Все с радостью разбежались по местам: конец нудной стоянке!

В этот момент на мостик принесли радиограмму, Дрейер прочел: «Эдик и Аня выехать не могут не пускает Василий Степанович точка Хозяин ждет вас домой – Князь».

«Лопнула затея Подъяпольского, Клюсс расторопнее и умнее, – подумал лейтенант. – Ну ничего, хоть в заграничных портах побывали. Вот только теперь бы в центр тайфуна не угодить».

– Стал якорь! – закричали с бака.

– Право на борт, – скомандовал Дрейер и дал машине полный ход. – Прокладывайте курс в Циндао, Петр Петрович! Я думаю, успеем туда заскочить, – сказал он штурману, весело улыбаясь. И через минуту ни к кому не обращаясь, добавил: – Как гора с плеч!

С крыла мостика старший офицер распоряжался крепить всё по‑штормовому, офицеры бегом бросались исполнять его приказания.

Матросы суетились на освещенной палубе: основывали штормовые леера.

99

Китайский политический горизонт со всех сторон был обложен мрачными тучами. Временами гремели пушки и лилась кровь. Весной, как и предполагал Клюсс, произошло генеральное сражение. Сначала решительно наступавшим фынтянцам удалось прорвать центр противника. Началось преследование в беспорядке отступавших толп чжилийских солдат. Но на старинном мосту Лукоуд‑зяо их встретил сам главнокомандующий, генерал У Пей‑фу, и лично рубил головы своих струсивших командиров. В забрызганном кровью мундире, с кривым мечом в руке, он был страшен, заставил толпы подбегавших солдат повернуть на врага и лично повел их в атаку. Навстречу фынтянцам шла сама смерть. В их рядах началась паника, охватившая даже лучшие маньчжурские дивизии. Чжан Цзо‑лин был далеко и не поспел к месту сражения. Вскоре всё было кончено: оставив на обезлюдевших позициях всю свою артиллерию и бросая оружие, фынтянцы всесокрушающим потоком быстро откатились за Великую стену. Победители не решились на преследование, опасаясь японских гарнизонов на линии Южно‑Маньчжурской железной дороги.

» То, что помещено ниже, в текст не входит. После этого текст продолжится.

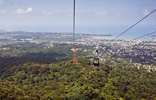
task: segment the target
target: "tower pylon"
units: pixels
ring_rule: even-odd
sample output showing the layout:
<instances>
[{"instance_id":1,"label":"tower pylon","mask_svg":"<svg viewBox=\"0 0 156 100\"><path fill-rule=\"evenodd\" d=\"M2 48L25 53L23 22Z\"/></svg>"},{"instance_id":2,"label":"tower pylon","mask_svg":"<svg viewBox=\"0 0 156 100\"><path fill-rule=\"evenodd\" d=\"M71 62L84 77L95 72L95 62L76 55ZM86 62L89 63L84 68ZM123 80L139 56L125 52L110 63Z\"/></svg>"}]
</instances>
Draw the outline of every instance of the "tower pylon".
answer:
<instances>
[{"instance_id":1,"label":"tower pylon","mask_svg":"<svg viewBox=\"0 0 156 100\"><path fill-rule=\"evenodd\" d=\"M73 52L74 52L74 56L73 56L73 64L78 64L78 63L77 63L77 55L76 55L76 46L74 46L74 50L73 50Z\"/></svg>"}]
</instances>

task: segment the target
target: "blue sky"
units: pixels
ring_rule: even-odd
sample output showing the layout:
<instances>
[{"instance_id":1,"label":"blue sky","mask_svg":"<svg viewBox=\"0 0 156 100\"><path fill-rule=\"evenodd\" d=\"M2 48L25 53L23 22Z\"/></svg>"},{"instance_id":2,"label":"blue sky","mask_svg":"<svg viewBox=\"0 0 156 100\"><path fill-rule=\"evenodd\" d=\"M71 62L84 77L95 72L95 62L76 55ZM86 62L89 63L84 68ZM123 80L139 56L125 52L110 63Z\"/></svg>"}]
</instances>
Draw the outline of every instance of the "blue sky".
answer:
<instances>
[{"instance_id":1,"label":"blue sky","mask_svg":"<svg viewBox=\"0 0 156 100\"><path fill-rule=\"evenodd\" d=\"M76 32L117 36L156 9L156 0L76 0ZM72 32L73 0L0 0L0 30ZM156 31L156 12L120 38Z\"/></svg>"}]
</instances>

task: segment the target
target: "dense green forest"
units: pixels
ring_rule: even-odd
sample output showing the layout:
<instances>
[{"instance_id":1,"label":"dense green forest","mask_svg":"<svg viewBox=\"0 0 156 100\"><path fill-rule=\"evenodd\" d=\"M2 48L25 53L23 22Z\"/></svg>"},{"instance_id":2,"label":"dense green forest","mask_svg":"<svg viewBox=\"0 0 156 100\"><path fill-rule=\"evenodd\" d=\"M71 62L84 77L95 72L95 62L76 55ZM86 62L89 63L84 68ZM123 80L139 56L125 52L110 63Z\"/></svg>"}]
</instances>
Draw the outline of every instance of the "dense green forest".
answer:
<instances>
[{"instance_id":1,"label":"dense green forest","mask_svg":"<svg viewBox=\"0 0 156 100\"><path fill-rule=\"evenodd\" d=\"M74 65L71 45L31 45L1 50L0 100L156 100L155 70L111 59L94 67L82 57Z\"/></svg>"}]
</instances>

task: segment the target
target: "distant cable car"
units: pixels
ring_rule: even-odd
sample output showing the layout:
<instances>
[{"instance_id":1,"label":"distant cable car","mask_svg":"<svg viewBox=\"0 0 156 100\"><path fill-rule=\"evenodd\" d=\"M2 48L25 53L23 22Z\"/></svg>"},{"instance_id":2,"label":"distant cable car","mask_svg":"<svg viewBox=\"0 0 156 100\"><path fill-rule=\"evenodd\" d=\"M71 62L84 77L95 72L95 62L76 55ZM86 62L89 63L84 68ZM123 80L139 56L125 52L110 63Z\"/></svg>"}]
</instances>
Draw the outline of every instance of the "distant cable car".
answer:
<instances>
[{"instance_id":1,"label":"distant cable car","mask_svg":"<svg viewBox=\"0 0 156 100\"><path fill-rule=\"evenodd\" d=\"M94 58L93 64L94 66L99 66L99 58Z\"/></svg>"},{"instance_id":2,"label":"distant cable car","mask_svg":"<svg viewBox=\"0 0 156 100\"><path fill-rule=\"evenodd\" d=\"M94 66L99 66L98 50L96 50L96 53L97 53L97 57L94 57L93 64L94 64Z\"/></svg>"}]
</instances>

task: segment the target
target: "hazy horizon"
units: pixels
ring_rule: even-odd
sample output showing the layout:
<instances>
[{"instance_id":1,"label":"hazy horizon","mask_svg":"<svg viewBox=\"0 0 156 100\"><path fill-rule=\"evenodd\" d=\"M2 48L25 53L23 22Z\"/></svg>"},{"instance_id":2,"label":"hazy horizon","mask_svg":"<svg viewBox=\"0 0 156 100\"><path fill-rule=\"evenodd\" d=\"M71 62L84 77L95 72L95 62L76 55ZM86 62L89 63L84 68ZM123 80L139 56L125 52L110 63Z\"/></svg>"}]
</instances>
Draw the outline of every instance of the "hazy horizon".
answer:
<instances>
[{"instance_id":1,"label":"hazy horizon","mask_svg":"<svg viewBox=\"0 0 156 100\"><path fill-rule=\"evenodd\" d=\"M155 0L76 0L76 33L117 36L155 9ZM0 0L0 30L72 32L73 0ZM156 29L156 12L122 38Z\"/></svg>"}]
</instances>

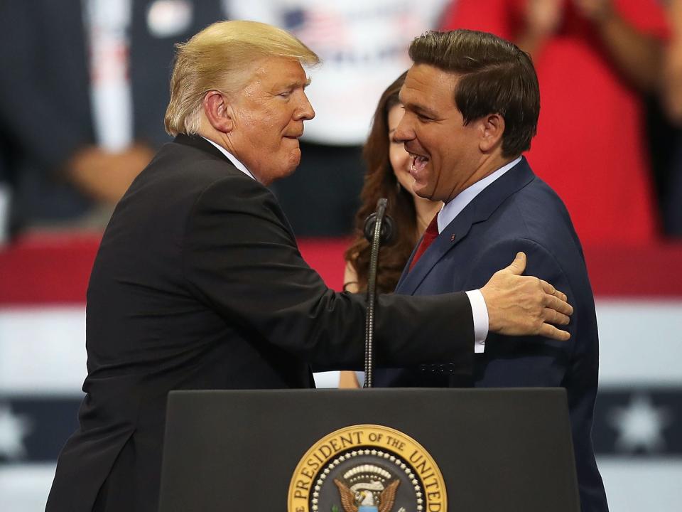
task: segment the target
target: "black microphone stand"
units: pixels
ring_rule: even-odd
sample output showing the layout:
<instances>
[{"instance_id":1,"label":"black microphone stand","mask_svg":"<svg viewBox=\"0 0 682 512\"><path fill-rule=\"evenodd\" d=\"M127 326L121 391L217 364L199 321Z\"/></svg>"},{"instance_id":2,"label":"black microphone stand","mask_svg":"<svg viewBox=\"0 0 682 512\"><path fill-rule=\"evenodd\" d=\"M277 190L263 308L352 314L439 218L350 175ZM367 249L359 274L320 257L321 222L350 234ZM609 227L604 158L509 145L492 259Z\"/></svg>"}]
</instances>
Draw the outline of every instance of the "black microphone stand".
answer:
<instances>
[{"instance_id":1,"label":"black microphone stand","mask_svg":"<svg viewBox=\"0 0 682 512\"><path fill-rule=\"evenodd\" d=\"M377 267L379 248L381 242L389 242L393 237L393 220L386 214L388 200L381 198L377 202L377 211L364 221L364 236L372 244L369 253L369 272L367 276L367 311L364 323L364 385L372 388L374 371L374 306L377 302Z\"/></svg>"}]
</instances>

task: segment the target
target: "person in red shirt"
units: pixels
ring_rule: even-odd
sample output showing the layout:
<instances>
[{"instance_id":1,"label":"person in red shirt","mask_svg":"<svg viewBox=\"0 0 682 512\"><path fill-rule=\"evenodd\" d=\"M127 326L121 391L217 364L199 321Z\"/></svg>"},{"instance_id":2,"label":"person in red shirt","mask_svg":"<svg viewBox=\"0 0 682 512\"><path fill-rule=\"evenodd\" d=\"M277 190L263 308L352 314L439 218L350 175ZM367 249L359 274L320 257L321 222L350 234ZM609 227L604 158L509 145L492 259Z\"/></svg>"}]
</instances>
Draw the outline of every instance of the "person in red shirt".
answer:
<instances>
[{"instance_id":1,"label":"person in red shirt","mask_svg":"<svg viewBox=\"0 0 682 512\"><path fill-rule=\"evenodd\" d=\"M667 38L656 0L456 0L444 30L513 41L533 57L542 105L526 156L563 199L585 244L646 242L658 220L640 93Z\"/></svg>"}]
</instances>

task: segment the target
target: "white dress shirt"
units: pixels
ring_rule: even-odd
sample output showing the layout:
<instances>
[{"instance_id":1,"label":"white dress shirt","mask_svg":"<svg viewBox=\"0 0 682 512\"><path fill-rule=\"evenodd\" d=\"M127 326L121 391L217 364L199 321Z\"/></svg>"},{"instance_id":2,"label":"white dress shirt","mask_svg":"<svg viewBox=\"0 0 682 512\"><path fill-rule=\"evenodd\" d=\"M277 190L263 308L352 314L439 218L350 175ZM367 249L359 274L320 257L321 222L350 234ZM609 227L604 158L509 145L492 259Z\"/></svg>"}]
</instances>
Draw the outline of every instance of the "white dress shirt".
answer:
<instances>
[{"instance_id":1,"label":"white dress shirt","mask_svg":"<svg viewBox=\"0 0 682 512\"><path fill-rule=\"evenodd\" d=\"M454 199L443 205L440 211L438 212L438 234L443 233L448 225L454 220L466 206L471 203L483 189L520 161L521 156L465 188ZM467 292L467 295L469 297L469 302L471 302L471 312L474 317L474 352L481 353L485 349L485 338L488 337L488 308L485 305L485 300L480 290Z\"/></svg>"},{"instance_id":2,"label":"white dress shirt","mask_svg":"<svg viewBox=\"0 0 682 512\"><path fill-rule=\"evenodd\" d=\"M203 137L203 136L202 136L202 139L206 139L206 137ZM256 179L256 176L254 176L253 174L251 174L251 171L250 171L249 169L247 169L247 166L246 166L244 164L242 164L242 162L240 162L239 160L237 160L237 157L234 156L234 155L233 155L233 154L232 154L232 153L230 153L229 151L227 151L227 149L225 149L222 146L220 146L220 144L216 144L215 142L214 142L213 141L209 140L208 139L206 139L206 140L208 141L209 142L210 142L210 143L211 143L212 144L213 144L214 146L215 146L218 149L218 151L220 151L221 153L222 153L225 156L227 156L227 159L229 160L229 161L232 163L232 165L234 165L235 167L237 167L239 171L241 171L242 172L243 172L244 174L246 174L247 176L249 176L249 177L251 178L251 179ZM258 180L256 180L256 181L258 181Z\"/></svg>"}]
</instances>

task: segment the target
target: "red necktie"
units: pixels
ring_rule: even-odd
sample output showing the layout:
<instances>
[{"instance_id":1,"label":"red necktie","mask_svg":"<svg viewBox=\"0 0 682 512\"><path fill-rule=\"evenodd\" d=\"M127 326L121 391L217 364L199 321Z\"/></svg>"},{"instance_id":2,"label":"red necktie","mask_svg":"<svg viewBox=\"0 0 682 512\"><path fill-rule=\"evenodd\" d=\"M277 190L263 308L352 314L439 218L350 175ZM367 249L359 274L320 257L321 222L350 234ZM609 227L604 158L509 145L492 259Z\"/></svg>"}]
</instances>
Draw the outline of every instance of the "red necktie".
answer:
<instances>
[{"instance_id":1,"label":"red necktie","mask_svg":"<svg viewBox=\"0 0 682 512\"><path fill-rule=\"evenodd\" d=\"M421 255L428 249L428 246L433 242L433 240L435 240L438 236L438 215L436 213L435 216L431 220L431 222L429 223L426 230L424 231L424 235L421 238L421 242L419 243L419 247L417 247L417 252L414 253L414 257L412 258L412 262L410 263L410 270L412 270L412 267L414 267L417 260L421 257Z\"/></svg>"}]
</instances>

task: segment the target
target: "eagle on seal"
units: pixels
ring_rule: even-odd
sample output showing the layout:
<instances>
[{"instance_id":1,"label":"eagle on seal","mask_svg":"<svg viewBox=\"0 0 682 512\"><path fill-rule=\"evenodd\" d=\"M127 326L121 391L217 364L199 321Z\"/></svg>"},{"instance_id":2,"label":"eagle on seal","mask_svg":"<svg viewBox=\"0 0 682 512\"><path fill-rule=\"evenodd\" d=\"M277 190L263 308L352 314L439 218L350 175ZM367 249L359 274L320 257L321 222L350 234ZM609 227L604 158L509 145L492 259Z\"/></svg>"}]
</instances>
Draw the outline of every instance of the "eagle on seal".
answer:
<instances>
[{"instance_id":1,"label":"eagle on seal","mask_svg":"<svg viewBox=\"0 0 682 512\"><path fill-rule=\"evenodd\" d=\"M334 479L334 483L339 488L341 504L345 512L391 512L396 501L396 491L400 485L400 480L394 480L381 491L379 506L374 503L374 496L371 491L358 491L354 494L338 479Z\"/></svg>"}]
</instances>

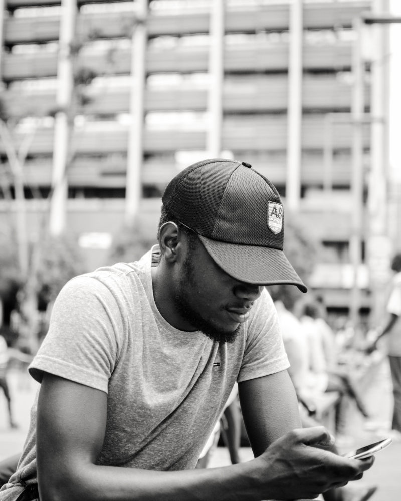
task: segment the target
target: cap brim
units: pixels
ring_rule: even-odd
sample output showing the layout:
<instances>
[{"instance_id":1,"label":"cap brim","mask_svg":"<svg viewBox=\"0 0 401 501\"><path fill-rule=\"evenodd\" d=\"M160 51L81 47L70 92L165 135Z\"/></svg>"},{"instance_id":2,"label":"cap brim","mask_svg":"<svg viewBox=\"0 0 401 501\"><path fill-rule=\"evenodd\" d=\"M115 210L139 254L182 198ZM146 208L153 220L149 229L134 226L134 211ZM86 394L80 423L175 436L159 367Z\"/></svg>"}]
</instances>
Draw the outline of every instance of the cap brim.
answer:
<instances>
[{"instance_id":1,"label":"cap brim","mask_svg":"<svg viewBox=\"0 0 401 501\"><path fill-rule=\"evenodd\" d=\"M296 285L302 292L308 290L282 250L229 243L198 236L215 262L238 280L263 285L289 284Z\"/></svg>"}]
</instances>

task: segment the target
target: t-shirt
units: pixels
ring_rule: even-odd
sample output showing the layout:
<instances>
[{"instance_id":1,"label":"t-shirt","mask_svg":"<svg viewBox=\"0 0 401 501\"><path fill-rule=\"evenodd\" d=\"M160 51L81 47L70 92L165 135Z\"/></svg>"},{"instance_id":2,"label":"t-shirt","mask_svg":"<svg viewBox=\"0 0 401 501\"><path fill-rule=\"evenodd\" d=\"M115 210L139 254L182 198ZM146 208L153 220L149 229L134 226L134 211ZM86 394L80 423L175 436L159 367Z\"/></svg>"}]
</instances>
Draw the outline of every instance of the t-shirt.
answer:
<instances>
[{"instance_id":1,"label":"t-shirt","mask_svg":"<svg viewBox=\"0 0 401 501\"><path fill-rule=\"evenodd\" d=\"M396 273L393 277L387 311L401 317L401 272ZM401 357L401 318L398 319L386 337L388 354Z\"/></svg>"},{"instance_id":2,"label":"t-shirt","mask_svg":"<svg viewBox=\"0 0 401 501\"><path fill-rule=\"evenodd\" d=\"M176 329L161 316L153 295L151 261L149 252L138 262L100 268L67 283L29 370L39 382L45 371L107 393L98 464L189 469L236 381L284 370L288 361L265 289L234 342L220 343L199 331ZM37 397L9 487L27 477L27 483L36 481L37 402ZM0 499L15 498L8 492L2 490Z\"/></svg>"}]
</instances>

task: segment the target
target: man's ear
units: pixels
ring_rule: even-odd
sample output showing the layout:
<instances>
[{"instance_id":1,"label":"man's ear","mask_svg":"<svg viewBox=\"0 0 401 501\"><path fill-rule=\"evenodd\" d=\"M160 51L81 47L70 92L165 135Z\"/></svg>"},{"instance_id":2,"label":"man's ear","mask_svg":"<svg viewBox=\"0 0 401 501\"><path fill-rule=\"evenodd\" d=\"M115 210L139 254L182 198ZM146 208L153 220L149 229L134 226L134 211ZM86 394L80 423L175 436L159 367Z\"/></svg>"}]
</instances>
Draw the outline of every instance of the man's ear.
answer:
<instances>
[{"instance_id":1,"label":"man's ear","mask_svg":"<svg viewBox=\"0 0 401 501\"><path fill-rule=\"evenodd\" d=\"M179 243L180 233L175 222L165 222L159 230L159 245L161 254L167 261L172 262L177 258L177 247Z\"/></svg>"}]
</instances>

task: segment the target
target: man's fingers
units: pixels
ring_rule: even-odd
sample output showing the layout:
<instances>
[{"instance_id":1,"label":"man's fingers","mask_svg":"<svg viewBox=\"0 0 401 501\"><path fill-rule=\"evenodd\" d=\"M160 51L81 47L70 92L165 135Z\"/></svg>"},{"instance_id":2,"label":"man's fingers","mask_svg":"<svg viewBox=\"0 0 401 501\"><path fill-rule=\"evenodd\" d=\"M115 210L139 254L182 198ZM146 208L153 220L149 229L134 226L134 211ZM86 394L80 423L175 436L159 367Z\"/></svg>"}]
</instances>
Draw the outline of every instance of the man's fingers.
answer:
<instances>
[{"instance_id":1,"label":"man's fingers","mask_svg":"<svg viewBox=\"0 0 401 501\"><path fill-rule=\"evenodd\" d=\"M335 442L334 437L324 426L304 428L296 431L299 441L305 445L329 447Z\"/></svg>"}]
</instances>

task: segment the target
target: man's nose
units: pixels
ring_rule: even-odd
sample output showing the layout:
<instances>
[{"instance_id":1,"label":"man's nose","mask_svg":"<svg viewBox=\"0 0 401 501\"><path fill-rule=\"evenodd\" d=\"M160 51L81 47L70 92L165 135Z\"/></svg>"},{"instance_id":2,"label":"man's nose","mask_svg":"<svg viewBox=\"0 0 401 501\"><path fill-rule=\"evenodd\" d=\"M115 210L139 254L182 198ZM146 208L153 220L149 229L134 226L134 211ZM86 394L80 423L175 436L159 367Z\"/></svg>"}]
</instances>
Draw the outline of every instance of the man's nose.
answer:
<instances>
[{"instance_id":1,"label":"man's nose","mask_svg":"<svg viewBox=\"0 0 401 501\"><path fill-rule=\"evenodd\" d=\"M234 287L234 294L237 298L241 299L247 299L250 301L254 301L259 298L262 294L262 289L263 286L256 284L247 284L246 282L240 282Z\"/></svg>"}]
</instances>

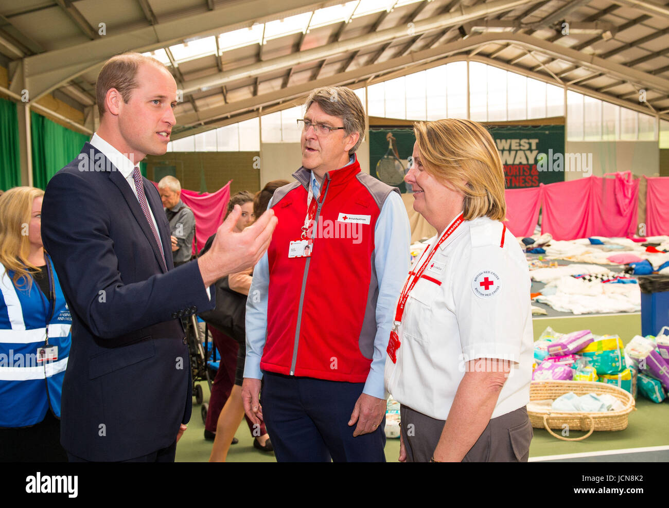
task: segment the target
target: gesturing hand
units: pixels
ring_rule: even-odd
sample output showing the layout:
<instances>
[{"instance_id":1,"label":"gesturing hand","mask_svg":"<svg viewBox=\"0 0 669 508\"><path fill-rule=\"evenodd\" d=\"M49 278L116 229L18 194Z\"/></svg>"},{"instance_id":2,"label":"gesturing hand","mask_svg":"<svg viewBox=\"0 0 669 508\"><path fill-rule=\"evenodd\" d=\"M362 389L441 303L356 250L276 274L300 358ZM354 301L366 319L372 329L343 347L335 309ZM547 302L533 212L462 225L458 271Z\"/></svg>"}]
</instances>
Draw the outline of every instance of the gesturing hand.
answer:
<instances>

Пекин и весь Центральный Китай остались в руках У Пей‑фу. В Маньчжурии по‑прежнему прочно сидел Чжан Цзо‑лин, расстреливал попавших в опалу, переформировывал свои дивизии и детально готовился к реваншу. Поражение фынтянцев эхом отозвалось в далеком Кантоне: там было свергнуто правительство Сун Ят‑сена. Он и его ближайшие соратники вынуждены были перебраться в Шанхай, в самый крупный пролетарский центр Китая.

В результате этих событий летом 1922 года в Китае создались три политических центра:

проамериканский – в Пекине, распространявший свое влияние на Ханькоу и Кантон, с генералом У Пей‑фу во главе;

прояпонский – в Мукдене, объединивший всех крайних реакционеров под неограниченной властью «великого хунхуза» – Чжан Цзо‑лина;

демократический антибританский – в Шанхае, неофициально руководимый Суя Ят‑сеном, согласившимся на противоестественный союз с Чжан Цзо‑лином для борьбы с пекинской диктатурой У Пей‑фу. Здесь, в огромном торговом и промышленном центре, на фоне быстрого роста активности рабочего класса, сложилась весьма запутанная и неустойчивая обстановка, за кулисами которой стояли могущественные империалистические державы.